Я вспоминаю, как Петя впервые появился в нашей гниловатой комсомольской редакции. Журнальчик назывался Студенческий следопыт. Мы располагались в маленьком, уютном, но тесном особнячке в Спиридоньевском переулке. Существовала легенда, сам факт возникновения которой иллюстрирует тогдашний цинизм молодежи, прислуживающей партии, что до революции в этом доме обитала бандерша, хозяйка ближайшего публичного дома. Этого было не проверить, а вот то обстоятельство, что здесь располагалась комендатура охраны дворца, построенного в начале прошлого века в стиле модерн и принадлежавшем Берия, по ведомству которого расстреляли прежнего хозяина и который (особняк, не Берия) до сих пор является украшением улицы имени красного графа Алексея

Толстого, – фактический факт, как тогда выражались. Это был, скажем так, режимный журнал, – мы получали, к примеру, запрещенный в СССР Рlayboy, его подшивку держали в сейфе, который раз в неделю приезжал освидетельствовать на предмет сохранности человек из

конторы. Парадоксально, но по тем временам журнальчик считался чуть ли не либеральными, но все одно – полная загадка, отчего Петю с его подмоченной репутацией взяли к нам.

Загадка из тех, коими, однако, была полна причудливая и кишащая несуразностями тогдашняя советская жизнь. Принимала его на службу дама, исполнявшая обязанности заместителя главного редактора, лет пятидесяти пяти, то есть возраста уже пенсионного. Это была вдова одного забытого нынче писателя, в двадцатые годы прогремевшего романом, иллюстрировавшим выдвинутую кем-то из большевистских куртизанок, то ли Арманд, то ли Колонтай, теорию стакана воды. Эта самая дама, с моей точки зрения чуть помешанная, с удовольствием рассказывала желающим ее слушать, что в загсе их с мужем поначалу не хотели расписывать из-за пропасти в возрасте в сорок лет. Впрочем, ее супруг к тому времени уже умер, но успел оставить вдове кое-какие деньжата, потому что сочинял толстенные романы-биографии русских воздухоплавателей в серии ЖЗЛ, где она и была его редакторшей. Так вот, мне кажется, эта полоумная старуха – такой она нам казалась в те времена – была в Петю натурально влюблена, я сам видел, как к его приходу она красила губы. И потом заманивала Петю в кабинет, угощала конфетами, просила прибить гвоздик для занавески.
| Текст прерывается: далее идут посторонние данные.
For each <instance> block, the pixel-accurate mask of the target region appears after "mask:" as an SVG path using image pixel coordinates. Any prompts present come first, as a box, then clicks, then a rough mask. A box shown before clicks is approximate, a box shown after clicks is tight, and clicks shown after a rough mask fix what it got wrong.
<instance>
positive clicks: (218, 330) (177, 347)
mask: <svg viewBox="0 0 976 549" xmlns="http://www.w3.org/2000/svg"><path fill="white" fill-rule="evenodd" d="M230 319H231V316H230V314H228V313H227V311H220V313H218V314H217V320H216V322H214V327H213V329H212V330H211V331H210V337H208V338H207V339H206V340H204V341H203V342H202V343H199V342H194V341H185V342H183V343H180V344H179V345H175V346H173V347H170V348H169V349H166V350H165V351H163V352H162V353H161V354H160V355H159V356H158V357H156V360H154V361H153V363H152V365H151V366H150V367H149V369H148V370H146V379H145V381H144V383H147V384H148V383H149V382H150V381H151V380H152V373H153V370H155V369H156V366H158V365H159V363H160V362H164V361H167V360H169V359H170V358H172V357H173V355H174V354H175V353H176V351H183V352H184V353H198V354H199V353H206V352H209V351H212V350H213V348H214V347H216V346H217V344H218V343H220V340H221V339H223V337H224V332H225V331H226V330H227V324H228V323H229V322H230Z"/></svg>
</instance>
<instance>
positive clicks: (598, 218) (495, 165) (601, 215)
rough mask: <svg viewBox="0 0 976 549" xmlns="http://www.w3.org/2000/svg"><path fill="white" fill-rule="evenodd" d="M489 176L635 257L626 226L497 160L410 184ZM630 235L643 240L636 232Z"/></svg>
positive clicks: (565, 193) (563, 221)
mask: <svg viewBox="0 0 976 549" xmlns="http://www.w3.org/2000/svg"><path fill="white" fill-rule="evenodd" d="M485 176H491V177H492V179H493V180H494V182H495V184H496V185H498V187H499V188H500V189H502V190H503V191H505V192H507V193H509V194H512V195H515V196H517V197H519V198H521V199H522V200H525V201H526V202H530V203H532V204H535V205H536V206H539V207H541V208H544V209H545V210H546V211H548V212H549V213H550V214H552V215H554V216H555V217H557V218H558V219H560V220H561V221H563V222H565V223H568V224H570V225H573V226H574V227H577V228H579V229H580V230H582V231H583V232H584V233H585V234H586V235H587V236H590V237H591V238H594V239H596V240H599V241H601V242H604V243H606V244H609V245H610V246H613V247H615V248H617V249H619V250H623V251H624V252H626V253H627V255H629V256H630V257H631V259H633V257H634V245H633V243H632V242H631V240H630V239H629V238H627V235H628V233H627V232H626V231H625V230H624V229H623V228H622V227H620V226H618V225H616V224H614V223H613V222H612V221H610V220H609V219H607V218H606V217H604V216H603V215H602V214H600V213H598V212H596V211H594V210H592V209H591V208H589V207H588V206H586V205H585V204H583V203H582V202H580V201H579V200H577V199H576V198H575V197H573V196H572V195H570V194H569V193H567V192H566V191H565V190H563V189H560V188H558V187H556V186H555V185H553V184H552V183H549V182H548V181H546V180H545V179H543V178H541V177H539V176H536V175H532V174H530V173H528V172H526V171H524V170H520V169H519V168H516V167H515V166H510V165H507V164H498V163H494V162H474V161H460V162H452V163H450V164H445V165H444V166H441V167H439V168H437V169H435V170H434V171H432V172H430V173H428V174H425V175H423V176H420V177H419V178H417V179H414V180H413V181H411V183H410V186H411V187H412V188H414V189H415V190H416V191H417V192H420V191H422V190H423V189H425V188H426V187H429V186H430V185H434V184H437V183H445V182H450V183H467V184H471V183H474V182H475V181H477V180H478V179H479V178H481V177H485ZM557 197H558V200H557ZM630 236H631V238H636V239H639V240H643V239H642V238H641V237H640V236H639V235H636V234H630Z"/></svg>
Что ж, Петя выглядел в те годы не просто красавцем, но умопомрачительно – во всяком случае, на женский взгляд: редакционные дамы шептались у него за спиной, в лицо глупо хихикали, называли между собой заглазно сперматозавром. После памятного заключения в узилище Петя взял моду ходить бритым наголо, причем никогда не носил шапки, инстинктивно, наверное, гордясь породистой формой своего черепа. Я хорошо помню то обстоятельство, что он ходил простоволосый, нет, в его случае – простоголовый, поскольку пришел он к нам в конце ноября, когда на улице уже подморозило. На ногах у него были те самые летные унты, в каких он уезжал на северa, на плечах – кожаная шинель, всегда распахнутая, на шее яркий шарф. По нынешним временам подобная амуниция никого не удивила бы, разве что казалась бы нелепой и безвкусной, но тогда Петя являл собой зрелище экзотическое.